Analyst Ratings February 24, 2026

Wedbush Lifts Kiniksa Price Target to $53, Cites Launch Timing for KPL-387

Analyst retains Outperform as valuation hinges on Arcalyst sales and KPL-387 launch assumptions

By Priya Menon KNSA
Wedbush Lifts Kiniksa Price Target to $53, Cites Launch Timing for KPL-387
KNSA

Wedbush increased its price target on Kiniksa Pharmaceuticals to $53 from $50 and kept an Outperform rating, citing adjustments to launch expectations for the KPL-387 program. The firm’s valuation is driven by a sum-of-parts approach using 8x revenue multiples and specific discount rates for projected U.S. sales of Arcalyst and KPL-387. Kiniksa reported improved fourth-quarter 2025 results with a return to net income and higher Arcalyst revenues, though the stock showed pre-market weakness.

Key Points

  • Wedbush increased its price target on Kiniksa to $53 from $50 and kept an Outperform rating.
  • Valuation uses a sum-of-parts approach: 8x multiple on Arcalyst 2028 sales discounted 12%, and 8x on KPL-387 2032 sales discounted 20%.
  • Kiniksa reported Q4 2025 net income of $14.2 million and growth in Arcalyst revenues, but the stock showed pre-market weakness.

Wedbush has raised its 12-month price target on Kiniksa Pharmaceuticals Inc. shares to $53 from $50 while maintaining an Outperform rating on the stock. The company’s shares were trading at $44.49, representing a 141% gain over the prior 12 months. Market data included in the overview assigns a Fair Value of $54.61, suggesting potential upside relative to the prevailing market price.
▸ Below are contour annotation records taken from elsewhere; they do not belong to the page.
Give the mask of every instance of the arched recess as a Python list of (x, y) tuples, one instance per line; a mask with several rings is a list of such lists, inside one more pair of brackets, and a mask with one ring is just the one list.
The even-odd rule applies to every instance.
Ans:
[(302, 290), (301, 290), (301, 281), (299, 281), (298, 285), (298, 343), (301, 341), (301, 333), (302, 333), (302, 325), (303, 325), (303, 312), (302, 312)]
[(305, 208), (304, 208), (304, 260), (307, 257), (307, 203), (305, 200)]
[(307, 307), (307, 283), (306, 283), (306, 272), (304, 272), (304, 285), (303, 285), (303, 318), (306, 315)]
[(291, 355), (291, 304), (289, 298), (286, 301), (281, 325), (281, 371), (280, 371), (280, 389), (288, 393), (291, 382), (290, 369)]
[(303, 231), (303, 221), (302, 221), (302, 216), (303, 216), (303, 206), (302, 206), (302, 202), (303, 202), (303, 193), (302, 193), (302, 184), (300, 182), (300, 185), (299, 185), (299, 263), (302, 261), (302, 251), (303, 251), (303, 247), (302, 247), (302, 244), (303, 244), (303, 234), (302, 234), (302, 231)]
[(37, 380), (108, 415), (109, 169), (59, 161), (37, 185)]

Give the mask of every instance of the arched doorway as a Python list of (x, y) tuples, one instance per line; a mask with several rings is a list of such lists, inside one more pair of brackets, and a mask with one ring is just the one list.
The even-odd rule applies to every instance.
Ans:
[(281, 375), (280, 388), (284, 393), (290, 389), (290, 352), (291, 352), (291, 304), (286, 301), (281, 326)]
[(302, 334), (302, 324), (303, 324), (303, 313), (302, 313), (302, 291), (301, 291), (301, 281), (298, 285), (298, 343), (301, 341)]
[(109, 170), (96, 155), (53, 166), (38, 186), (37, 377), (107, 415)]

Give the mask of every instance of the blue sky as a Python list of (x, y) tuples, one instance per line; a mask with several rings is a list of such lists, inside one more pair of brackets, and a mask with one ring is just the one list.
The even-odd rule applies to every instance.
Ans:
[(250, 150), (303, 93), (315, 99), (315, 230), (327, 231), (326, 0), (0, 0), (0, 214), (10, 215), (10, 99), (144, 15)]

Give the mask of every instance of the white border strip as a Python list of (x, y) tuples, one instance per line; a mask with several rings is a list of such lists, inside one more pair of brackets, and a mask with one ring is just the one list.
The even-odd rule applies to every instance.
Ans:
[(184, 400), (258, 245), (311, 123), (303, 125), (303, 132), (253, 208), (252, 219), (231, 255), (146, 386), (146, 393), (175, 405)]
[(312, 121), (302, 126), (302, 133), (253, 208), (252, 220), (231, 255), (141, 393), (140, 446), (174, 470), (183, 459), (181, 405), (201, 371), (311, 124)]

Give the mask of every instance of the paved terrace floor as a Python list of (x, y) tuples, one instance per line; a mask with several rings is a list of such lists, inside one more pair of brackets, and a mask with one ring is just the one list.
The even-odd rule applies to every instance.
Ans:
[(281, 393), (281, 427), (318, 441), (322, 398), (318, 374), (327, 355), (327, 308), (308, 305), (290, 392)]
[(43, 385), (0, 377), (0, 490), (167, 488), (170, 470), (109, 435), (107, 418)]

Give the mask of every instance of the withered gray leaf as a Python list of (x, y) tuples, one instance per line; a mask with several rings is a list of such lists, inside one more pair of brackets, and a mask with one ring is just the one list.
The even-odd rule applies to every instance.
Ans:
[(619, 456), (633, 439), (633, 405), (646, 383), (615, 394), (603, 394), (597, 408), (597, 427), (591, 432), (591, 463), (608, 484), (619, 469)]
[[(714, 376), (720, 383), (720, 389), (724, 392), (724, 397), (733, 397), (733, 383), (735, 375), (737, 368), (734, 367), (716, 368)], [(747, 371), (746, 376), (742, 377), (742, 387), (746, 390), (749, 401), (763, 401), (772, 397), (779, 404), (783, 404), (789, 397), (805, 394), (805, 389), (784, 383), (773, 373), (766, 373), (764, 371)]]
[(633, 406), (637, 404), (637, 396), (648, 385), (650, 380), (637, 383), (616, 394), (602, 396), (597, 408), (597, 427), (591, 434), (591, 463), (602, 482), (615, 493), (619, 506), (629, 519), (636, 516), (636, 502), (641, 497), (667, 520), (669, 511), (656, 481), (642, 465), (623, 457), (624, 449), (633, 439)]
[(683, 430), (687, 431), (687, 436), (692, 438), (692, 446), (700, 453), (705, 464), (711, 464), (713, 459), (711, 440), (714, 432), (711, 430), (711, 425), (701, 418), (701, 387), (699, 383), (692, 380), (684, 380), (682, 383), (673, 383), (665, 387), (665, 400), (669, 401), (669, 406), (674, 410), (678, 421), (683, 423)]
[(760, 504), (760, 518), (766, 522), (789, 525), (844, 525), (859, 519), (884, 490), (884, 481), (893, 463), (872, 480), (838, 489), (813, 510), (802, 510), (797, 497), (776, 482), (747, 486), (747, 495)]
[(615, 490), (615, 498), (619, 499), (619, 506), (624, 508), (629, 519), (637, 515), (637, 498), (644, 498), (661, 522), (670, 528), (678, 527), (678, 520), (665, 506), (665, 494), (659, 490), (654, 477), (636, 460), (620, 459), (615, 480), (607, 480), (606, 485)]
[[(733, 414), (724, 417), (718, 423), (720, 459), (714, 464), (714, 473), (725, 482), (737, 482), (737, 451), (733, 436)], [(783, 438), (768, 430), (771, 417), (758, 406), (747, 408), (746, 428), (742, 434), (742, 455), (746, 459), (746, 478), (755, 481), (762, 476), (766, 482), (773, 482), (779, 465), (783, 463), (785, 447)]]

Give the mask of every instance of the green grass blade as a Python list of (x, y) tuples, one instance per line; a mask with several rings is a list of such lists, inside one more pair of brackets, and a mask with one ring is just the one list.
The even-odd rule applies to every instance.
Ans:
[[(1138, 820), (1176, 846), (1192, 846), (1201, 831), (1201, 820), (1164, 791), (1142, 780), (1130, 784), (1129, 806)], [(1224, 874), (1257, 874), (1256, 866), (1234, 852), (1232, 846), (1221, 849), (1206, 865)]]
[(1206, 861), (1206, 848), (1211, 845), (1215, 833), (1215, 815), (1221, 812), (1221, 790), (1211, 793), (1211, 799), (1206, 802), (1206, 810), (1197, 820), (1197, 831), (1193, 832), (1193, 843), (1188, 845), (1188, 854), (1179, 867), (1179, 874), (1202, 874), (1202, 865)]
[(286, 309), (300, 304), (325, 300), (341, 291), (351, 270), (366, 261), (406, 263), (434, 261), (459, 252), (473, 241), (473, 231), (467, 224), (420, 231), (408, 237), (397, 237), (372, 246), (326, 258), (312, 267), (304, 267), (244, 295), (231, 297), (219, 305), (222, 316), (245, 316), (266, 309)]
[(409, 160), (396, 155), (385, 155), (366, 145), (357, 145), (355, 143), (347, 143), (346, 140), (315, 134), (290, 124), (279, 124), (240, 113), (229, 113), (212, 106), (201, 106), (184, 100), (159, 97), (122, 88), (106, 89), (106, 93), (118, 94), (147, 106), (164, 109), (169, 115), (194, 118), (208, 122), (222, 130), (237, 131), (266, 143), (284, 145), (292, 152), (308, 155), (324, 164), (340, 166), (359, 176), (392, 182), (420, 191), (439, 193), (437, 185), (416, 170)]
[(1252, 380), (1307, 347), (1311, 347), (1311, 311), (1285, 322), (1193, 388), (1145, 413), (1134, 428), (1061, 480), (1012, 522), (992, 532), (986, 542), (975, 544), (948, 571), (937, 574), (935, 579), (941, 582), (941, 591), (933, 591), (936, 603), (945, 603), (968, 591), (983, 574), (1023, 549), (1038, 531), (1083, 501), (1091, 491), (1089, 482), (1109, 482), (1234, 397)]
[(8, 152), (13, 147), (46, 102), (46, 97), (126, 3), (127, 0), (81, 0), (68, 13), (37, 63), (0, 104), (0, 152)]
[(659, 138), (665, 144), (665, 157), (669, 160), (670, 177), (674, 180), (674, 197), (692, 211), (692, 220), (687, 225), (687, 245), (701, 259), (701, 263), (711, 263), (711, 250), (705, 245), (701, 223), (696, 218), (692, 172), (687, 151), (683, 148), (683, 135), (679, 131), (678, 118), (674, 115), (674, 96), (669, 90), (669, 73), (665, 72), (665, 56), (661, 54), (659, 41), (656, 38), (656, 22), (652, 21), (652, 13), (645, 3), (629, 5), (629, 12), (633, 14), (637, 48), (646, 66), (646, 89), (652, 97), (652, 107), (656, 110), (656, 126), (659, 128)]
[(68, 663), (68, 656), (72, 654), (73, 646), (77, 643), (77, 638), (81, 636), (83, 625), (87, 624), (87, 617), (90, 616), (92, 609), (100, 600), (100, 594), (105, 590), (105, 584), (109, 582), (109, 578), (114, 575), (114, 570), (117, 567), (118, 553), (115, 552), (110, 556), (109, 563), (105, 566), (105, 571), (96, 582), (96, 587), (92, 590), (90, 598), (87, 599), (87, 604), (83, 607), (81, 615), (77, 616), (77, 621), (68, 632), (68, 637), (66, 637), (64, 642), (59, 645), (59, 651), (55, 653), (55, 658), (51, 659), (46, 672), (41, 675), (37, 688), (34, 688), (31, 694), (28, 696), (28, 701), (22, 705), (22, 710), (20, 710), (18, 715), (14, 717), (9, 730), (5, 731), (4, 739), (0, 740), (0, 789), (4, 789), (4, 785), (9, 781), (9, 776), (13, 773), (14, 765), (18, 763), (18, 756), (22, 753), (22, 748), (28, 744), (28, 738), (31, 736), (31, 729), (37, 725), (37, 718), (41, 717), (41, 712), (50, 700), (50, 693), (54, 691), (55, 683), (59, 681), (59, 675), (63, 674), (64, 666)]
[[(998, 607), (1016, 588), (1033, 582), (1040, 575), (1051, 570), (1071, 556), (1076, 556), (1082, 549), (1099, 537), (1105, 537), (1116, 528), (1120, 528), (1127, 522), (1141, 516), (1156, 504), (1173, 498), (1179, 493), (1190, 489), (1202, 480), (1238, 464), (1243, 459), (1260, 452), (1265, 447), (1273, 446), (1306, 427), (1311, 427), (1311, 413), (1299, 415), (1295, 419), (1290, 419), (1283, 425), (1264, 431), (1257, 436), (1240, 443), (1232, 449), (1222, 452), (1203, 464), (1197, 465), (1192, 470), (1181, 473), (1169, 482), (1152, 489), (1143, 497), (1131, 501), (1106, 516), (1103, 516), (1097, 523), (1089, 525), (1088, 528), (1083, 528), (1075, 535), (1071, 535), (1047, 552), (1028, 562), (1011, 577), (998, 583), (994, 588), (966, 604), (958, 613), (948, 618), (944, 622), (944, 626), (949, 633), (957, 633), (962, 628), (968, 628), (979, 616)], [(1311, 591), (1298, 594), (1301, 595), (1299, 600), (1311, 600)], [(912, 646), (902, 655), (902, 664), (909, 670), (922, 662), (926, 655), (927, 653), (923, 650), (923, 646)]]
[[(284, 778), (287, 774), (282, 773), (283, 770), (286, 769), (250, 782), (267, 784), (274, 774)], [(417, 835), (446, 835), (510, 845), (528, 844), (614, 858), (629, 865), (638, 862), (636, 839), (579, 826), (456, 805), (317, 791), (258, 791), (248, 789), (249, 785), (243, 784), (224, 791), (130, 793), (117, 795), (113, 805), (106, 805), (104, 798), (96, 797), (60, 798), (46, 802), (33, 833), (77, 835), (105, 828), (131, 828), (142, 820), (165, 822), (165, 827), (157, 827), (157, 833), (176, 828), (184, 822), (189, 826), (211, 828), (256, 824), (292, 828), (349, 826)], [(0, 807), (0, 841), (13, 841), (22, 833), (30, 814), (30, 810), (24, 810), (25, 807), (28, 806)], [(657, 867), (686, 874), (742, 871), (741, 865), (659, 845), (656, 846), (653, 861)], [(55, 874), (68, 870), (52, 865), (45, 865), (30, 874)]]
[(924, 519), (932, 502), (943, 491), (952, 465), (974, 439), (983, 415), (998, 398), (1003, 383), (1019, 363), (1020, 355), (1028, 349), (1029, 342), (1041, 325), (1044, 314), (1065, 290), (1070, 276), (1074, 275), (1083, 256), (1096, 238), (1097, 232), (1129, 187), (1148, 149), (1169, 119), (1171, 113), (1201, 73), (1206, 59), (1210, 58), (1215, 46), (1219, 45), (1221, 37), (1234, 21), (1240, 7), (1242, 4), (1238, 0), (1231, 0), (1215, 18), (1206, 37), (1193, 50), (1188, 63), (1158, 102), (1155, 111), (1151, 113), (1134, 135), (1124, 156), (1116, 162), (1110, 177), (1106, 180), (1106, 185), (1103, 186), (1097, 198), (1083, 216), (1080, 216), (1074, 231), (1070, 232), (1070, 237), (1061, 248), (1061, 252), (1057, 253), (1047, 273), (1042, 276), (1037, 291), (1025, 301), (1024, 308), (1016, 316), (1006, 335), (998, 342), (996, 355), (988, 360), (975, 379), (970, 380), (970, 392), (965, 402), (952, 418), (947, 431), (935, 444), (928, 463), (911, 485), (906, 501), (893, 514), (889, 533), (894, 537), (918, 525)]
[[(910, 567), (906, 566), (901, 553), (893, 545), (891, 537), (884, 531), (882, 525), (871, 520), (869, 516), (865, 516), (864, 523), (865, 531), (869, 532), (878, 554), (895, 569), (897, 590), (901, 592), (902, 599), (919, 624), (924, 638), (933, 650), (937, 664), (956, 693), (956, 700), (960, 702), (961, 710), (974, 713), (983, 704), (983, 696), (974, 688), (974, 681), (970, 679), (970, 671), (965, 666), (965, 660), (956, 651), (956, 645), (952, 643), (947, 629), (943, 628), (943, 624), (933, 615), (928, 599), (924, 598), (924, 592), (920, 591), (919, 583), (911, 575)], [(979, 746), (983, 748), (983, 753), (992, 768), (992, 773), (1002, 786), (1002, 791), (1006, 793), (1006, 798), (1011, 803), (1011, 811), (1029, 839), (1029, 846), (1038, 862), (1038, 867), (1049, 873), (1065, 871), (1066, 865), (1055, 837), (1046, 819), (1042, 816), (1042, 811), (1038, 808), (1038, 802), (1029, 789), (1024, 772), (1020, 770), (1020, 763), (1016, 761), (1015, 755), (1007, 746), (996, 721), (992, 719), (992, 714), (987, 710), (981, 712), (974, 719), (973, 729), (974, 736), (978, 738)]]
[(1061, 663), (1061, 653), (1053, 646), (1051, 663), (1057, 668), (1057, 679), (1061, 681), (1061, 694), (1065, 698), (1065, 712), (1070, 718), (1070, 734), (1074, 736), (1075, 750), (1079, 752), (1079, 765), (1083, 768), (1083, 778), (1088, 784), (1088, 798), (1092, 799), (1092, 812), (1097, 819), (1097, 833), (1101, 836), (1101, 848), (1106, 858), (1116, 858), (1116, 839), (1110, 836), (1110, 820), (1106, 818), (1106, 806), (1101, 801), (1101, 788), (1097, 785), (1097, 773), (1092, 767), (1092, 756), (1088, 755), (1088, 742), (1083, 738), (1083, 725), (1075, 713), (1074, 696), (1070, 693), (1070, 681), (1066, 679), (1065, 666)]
The brokerage firm arrived at its updated target using a sum-of-parts framework that values the company’s clinical and commercial programs individually. For Arcalyst, Wedbush applies an 8x multiple to Kiniksa’s estimated U.S. sales in two indications - recurrent pericarditis and cryopyrin-associated periodic syndromes (CAPS) - projected for 2028. Those modeled 2028 revenues are then discounted back to present value using a 12% discount rate.

Separately, the firm assigns an 8x multiple to projected sales of KPL-387 in recurrent pericarditis in 2032, applying a steeper 20% discount rate to reflect the longer timeline. Wedbush says the recent change to its overall price target is largely attributable to adjusted expectations around the launch timing for KPL-387. Despite the adjustment, the firm reiterated its Outperform rating on Kiniksa.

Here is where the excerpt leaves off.